The subcooler 3 is, for example, a shell-and-tube type heat exchanger, which is an evaporator of the subcooling water refrigerator 7, and has a structure in which refrigerant is passed to the shell side and cold water is passed to the tube side. Cold water on the outlet side of the subcooler 3 passes through the cold water circuit 2 and is jetted from a distributor 8 arranged above the subcooler 3 through a perforated pipe or a weir. On the other hand, the cold water sent from the pipe 9 or the duct inside the subcooler 3 to the cooling heat exchanger 11 via the transfer pump 10 is the cooling water heat exchanger 11
At this time, heat is given from an external load and returns to the subcooler 3 via the distributor 8.

During ice making, cold water in the subcooler 3 is sucked by the cold water transfer pump 4, but when ice is already present in the subcooler 3 or ice is generated during the ice making process. The temperature of the suction cold water becomes 0 ° C or lower. In this temperature range, fine ice crystals are present in the cold water, and the ice crystals serve as nuclei in the supercooler 3 in the cold water circuit 2 to form ice, which is in the tube of the supercooler 3 or in the cold water. When it occurs in the circuit 2, the tube and the cold water circuit 2 become clogged, and continuous ice making becomes impossible.

Therefore, a preheat heat exchanger 5 is provided at the inlet of the subcooler 3, preferably upstream of the cold water circuit 2, and an external load is supplied to the preheat heat exchanger 5. The cold water which is heated by the supply of the external load and in which all the fine ice crystals are melted is sent to the subcooler 3 through the cold water circuit 2.
The cold water that has entered the subcooler 3 is absorbed by the boiling of the refrigerant, is discharged from the distributor 8 in the supercooled state, the supercooled state is released, and ice is made.

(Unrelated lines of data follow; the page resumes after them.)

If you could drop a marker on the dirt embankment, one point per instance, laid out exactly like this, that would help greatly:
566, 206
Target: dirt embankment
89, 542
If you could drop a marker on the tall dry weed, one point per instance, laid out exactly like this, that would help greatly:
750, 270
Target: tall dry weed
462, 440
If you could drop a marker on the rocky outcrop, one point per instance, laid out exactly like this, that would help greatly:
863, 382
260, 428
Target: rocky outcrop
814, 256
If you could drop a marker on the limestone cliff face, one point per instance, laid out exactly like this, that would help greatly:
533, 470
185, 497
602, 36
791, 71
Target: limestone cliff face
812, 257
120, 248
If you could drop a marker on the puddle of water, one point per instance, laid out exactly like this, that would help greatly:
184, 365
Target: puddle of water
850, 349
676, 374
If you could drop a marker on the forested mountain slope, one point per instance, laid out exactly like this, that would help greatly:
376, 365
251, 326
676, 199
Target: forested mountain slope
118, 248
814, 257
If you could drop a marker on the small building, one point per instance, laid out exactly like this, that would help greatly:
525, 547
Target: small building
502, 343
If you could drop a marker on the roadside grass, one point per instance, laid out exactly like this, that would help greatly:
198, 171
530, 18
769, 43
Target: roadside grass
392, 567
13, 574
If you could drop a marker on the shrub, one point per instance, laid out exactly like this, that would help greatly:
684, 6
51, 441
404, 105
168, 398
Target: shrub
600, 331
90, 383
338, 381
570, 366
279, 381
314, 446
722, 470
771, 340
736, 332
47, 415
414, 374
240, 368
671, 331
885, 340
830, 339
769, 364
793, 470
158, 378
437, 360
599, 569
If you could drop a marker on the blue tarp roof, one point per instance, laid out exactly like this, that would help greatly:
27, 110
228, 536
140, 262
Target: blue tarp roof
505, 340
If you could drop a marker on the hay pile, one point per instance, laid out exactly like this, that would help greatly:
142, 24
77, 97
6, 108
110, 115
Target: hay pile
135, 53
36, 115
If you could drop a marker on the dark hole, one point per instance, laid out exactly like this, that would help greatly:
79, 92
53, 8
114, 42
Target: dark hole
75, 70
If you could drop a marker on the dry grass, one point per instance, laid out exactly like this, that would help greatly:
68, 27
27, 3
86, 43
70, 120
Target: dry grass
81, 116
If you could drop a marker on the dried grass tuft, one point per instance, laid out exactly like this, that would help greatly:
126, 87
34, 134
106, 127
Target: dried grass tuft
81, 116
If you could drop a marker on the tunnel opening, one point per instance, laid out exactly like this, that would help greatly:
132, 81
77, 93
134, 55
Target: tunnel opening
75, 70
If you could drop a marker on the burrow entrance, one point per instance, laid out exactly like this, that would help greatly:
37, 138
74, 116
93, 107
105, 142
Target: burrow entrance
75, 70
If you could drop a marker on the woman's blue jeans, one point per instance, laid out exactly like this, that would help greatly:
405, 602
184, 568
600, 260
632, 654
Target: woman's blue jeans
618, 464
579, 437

At the time of cooling, cold water is transferred by a transfer pump 10 through a pipe 9 inside the heat storage tank 1 and exchanges heat with an external load through a heat exchanger 11 for cooling, so that the cold water itself is heated to store heat. Return to tank 1. As the external load, the water to be cooled is supplied to each heat exchanger by a secondary pump or the like.

[0012]

As described above, according to the present invention, the cold water in the heat storage tank is circulated to the supercooler to bring it into a supercooled state, and by changing this state, the supercooled state is released to make ice. However, in the subcooling ice making heat storage device for storing heat in the heat storage tank, since it is provided on the cold water inlet side of the subcooler, and is provided with a preheat heat exchanger for heating the cold water by supplying the cooling heat load, it is simple. By effectively utilizing the cooling load while configuring it, it is possible to reliably melt the fine ice crystals contained in the cold water without reducing the efficiency of the entire device, and reduce the target cooling load itself. And
It is possible to provide a subcooling ice-making heat storage device that can reduce the original operating power for cooling.

[Brief description of drawings]

FIG. 1 is a diagram showing the overall configuration of an apparatus according to an embodiment of the present invention.

[Explanation of Codes] 1 ... Heat storage tank, 2 ... Chilled water circuit, 3 ... Supercooler, 4 ... Chilled water transfer pump, 5 ... Preheat heat exchanger, 6 ... Filter, 7 ... Supercooled water refrigerator, 8 ... Distributor , 9 ... Piping, 10 ... Transfer pump, 11 ... Heat exchanger for cooling.

Claims (1)

[Claims] 1. A supercooled ice-making machine that circulates cold water in a heat storage tank to a supercooler to bring it into a supercooled state. By changing the state, the supercooled state is released to make ice, and heat is stored in the heat storage tank. In the heat storage device, there is provided a precooling heat storage device which is provided on a cold water inlet side of the supercooler and which heats the cold water by supplying a cooling heat load.